Ainda é estranho acreditar que sinto o teu cheiro tão teu, que ainda olhas-me aos cantos desse mundo que gira, e gira, e parece não sair, não ir para canto algum. Ainda é estranho ter a caixa que preparei para ti, onde tentei por todas as formas entregar-te, mostrar-te que fosse ao menos, mas você... Já se havia ido, havia-se o querer morrer. Eu morri, quando tuas palavras vieram fortes em tua carta, com palavras que nunca imaginava que pudesse ler vindas de tu. Eu morri. Tantas de mim que morreram e nasceram, e nasceram e morreram como quaisquer outras bonecas russas, sempre uma dentro da outra desde quando o conheci e desde quando o vi. E desde quando e quando é estranho acreditar que o mundo ainda é mundo nessas tantas mortes causadas. E sei bem que não só a mim morre. Todos morrem. É estranho acreditar que não há verdadeira vida, pois bem, te segura bem forte o coração, pois digo numa reza sem calmarias: Não há verdadeira vida. Enquanto acreditarmos que só o que se tem é bom e útil, não há vida. Enquanto acreditarmos que só o que se ver, o que se toque, o que se sente, existe, não saberemos o que é amar. Não haverá vida; não haverá amor. Amar é. Somente isso. Por quantas mortes ou nascenças que se tenha, amar simplesmente é. Diferente da vida, que não é, ela naturalmente vai-se, a qualquer canto estranho do mundo ou das almas, ou... Mas a vida vai-se... O amor fica; ele não é fase, ele na passa, nem mesmo como uva e nem mesmo de graça. Mas falo de amor verdadeiro, amor que não se percebe que se ama, e que quando menos imagina, está lá, todo sendo o amor: amando... sem receios ou preciosismos.
Foi assim também com as músicas e meus cantos.

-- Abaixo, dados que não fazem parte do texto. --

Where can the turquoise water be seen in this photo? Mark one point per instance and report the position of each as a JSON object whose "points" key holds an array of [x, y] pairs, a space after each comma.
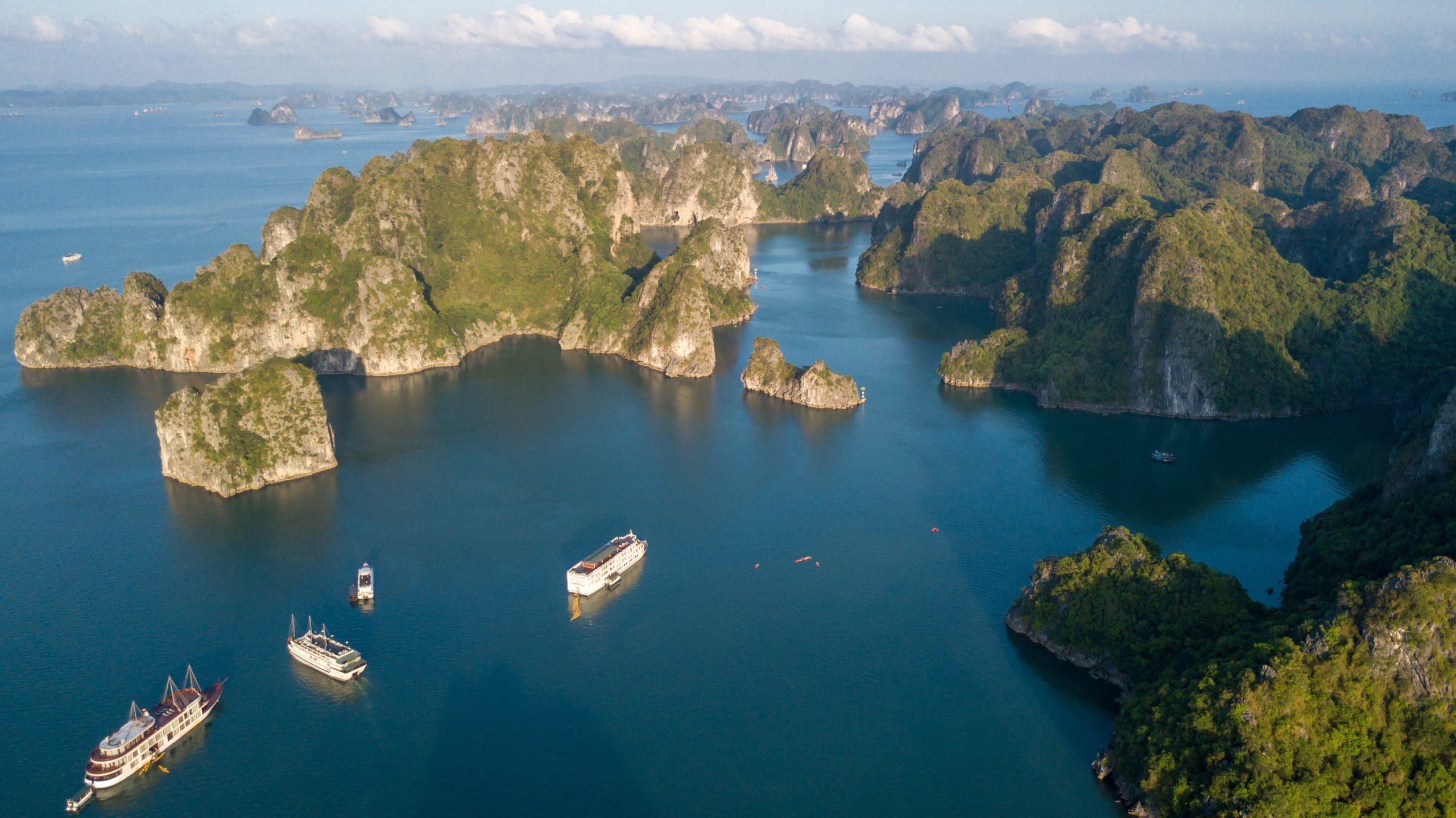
{"points": [[878, 681]]}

Saia saltitando, esguia ao meu modo de ser, com o fone entrelaçado ao meu ouvido, soando as canções, as músicas, as melodias, letras, e ia-se cantarolando a qualquer modo, simplesmente amando e amando, e cantando, e como numa bela armadilha da música, da vida e ate mesmo do amor, por que é assim o amor age, com surpresa e inocência e quando tentei-me ficar sem os cantos e as música por um dia, não sabia como agir, não sabia como ser; simplesmente ser eu já não sabia. Foi assim também com você, que quando eu menos esperava, estavas já de alma entregues a ti, de coração e alma, de alma e de coração, por que acreditava que realmente valia a pena. Mas valia a pena, valia qualquer pena que fosse por que o que sentia por ti, era o que sentia por mim. Amor quase sempre é assim: agente sempre ama o que já amamos a nós mesmos. Mas eu, com tantas de mim, morri, sem direito a nascer novamente. Somente morri, ali, ajoelhada ao chão, com o pranto seguindo sem direção qualquer, sem rumo, sem força ou fraqueza que seja, somente morri, sem poder nascer novamente.
Ainda é estranho acreditar que há amor por ti em mim, e de mim por ti. Não é esperança, não é ilusão; não é música, nem poesia, nem nada para somente aliviar o coração: depois de tantas mortes e nascimentos, é que se descobre que as ausências diminui os amores medíocres, e mantém somente os grandes. Somente os grandes; soa estranho ainda, mas amar é. Eu amo-lhes.